How about memory? Say one hundred days ago you did one thousand things from getting up and getting dressed, to likely to the bathroom and making up the bed, to making, eating and doing (washing) the breakfast dishes, from likely to the store to get milk and bread, to watching this and that show, scanning this book chapter, going out dancing, posting bits and pieces here - thousands upon a large number of possibilities. Presumably your neural processes didn't discriminate between many of these 1000 activities that you did one hundred days ago. Yet one hundred days on, you might remember say just two out of these one thousand things that you did, yet you made no conscious decisions in what to remember and what things to forget. So apparently you will find a software program inside your neural networks that decides for the conscious self what things to forget and therefore dumps those nine hundred and ninety-eight activities into the recycling bin and deletes it all. So there's deliberate design that removes any and all unnecessary clutter and deliberate fine-tuning by defining exactly what is and what's not clutter.

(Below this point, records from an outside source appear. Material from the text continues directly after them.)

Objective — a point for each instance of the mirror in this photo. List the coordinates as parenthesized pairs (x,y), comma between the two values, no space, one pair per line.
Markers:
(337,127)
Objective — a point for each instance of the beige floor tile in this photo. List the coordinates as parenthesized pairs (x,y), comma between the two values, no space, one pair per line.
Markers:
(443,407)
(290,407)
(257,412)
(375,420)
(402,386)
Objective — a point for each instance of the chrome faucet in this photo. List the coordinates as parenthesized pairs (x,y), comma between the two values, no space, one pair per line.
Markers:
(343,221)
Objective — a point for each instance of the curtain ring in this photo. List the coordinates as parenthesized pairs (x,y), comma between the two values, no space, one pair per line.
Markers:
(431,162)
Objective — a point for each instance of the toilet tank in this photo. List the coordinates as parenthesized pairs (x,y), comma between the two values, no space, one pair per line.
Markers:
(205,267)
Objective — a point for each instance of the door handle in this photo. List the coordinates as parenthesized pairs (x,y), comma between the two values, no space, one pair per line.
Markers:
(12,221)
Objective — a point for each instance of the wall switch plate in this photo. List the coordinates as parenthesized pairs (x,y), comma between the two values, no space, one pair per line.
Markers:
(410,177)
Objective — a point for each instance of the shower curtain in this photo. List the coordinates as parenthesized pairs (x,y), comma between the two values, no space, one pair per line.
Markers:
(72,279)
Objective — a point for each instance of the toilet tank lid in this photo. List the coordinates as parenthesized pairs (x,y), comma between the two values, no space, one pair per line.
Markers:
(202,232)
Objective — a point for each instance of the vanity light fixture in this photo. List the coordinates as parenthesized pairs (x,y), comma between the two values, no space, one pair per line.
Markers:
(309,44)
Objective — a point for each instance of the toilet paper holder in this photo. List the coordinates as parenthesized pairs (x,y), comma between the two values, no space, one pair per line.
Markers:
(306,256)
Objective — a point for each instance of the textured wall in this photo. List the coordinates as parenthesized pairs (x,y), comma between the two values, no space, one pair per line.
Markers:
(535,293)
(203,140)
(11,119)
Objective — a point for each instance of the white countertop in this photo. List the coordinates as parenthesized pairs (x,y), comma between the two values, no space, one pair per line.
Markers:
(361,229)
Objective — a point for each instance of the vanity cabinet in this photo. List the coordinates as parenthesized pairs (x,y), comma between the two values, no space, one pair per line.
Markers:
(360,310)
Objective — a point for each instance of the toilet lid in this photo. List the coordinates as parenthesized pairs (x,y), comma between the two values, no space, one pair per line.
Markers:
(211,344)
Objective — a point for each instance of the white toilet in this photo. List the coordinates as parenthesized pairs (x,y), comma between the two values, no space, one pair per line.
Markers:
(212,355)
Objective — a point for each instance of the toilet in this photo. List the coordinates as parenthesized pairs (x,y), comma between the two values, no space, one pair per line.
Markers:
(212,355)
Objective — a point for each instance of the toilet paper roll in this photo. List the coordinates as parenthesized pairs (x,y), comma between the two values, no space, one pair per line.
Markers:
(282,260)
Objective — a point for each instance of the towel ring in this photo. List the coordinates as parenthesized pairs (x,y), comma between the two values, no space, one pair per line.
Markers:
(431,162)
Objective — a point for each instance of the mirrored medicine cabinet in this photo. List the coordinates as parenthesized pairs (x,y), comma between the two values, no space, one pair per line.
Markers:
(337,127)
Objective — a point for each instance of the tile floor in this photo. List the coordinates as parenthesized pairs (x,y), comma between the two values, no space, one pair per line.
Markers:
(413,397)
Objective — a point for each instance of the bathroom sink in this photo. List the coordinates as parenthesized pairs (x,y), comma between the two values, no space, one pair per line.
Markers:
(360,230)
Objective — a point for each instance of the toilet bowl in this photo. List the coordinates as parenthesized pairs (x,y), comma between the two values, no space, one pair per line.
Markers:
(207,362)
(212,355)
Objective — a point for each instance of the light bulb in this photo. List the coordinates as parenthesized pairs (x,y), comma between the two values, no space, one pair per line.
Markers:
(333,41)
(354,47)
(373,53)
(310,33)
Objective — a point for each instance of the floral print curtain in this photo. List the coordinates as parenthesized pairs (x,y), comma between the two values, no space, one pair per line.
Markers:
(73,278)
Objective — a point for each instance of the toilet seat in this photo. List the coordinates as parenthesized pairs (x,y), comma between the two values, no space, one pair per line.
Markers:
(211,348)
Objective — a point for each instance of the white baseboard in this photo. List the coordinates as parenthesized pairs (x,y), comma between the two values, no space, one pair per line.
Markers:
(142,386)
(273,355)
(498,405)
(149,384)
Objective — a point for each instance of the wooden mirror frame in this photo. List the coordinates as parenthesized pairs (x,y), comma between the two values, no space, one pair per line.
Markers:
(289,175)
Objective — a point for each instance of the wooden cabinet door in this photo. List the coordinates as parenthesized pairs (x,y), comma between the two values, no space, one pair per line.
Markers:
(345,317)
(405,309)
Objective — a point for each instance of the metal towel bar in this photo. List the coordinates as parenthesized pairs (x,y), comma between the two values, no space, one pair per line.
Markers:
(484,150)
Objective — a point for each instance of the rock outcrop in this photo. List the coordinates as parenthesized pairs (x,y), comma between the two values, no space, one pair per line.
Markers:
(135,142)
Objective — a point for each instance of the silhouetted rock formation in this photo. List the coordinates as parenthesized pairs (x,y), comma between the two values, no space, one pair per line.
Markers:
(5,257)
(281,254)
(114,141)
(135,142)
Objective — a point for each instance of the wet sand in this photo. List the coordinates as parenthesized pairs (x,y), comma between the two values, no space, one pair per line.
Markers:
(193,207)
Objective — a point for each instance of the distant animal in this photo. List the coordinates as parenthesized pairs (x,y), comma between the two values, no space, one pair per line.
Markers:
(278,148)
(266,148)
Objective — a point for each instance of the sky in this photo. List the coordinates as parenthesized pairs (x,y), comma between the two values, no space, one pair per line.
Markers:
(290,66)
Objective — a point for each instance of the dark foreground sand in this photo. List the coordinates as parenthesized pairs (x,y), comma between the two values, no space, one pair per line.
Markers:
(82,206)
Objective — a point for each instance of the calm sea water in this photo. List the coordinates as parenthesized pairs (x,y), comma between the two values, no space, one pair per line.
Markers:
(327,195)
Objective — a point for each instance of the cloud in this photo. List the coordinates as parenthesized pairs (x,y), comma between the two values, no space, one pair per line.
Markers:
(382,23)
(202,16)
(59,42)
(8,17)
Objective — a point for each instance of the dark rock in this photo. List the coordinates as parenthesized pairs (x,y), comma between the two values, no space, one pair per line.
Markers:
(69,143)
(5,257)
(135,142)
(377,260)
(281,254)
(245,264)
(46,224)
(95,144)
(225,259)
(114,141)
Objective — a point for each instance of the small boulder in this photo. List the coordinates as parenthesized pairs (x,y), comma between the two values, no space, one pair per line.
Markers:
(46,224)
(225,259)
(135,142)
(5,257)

Now take the two things you do remember - say one of which was this new catchy tune on the radio. Now you do not have inside your brain the standard technological memory retention devices like hard-drives, USB sticks, LPs, CDs & DVDs, bits of paper, celluloid film, punch-cards, and so forth. Just what exactly exactly is storing those two activities from one hundred days ago? It probably must be chemistry of some sort. Since I can't think of any kind of known chemistry (atmospheric, nuclear, cooking, blood, soil, organic, inorganic, bio, etc.) that incorporates memory, how is this new catchy tune stored?
Oh, there is one other memory storage device - software.
So, to conclude, you're, as is the rest you perceive and hence comprehend, virtual reality thanks to your personal software. Now did that software arise naturally or was it implanted by an external means?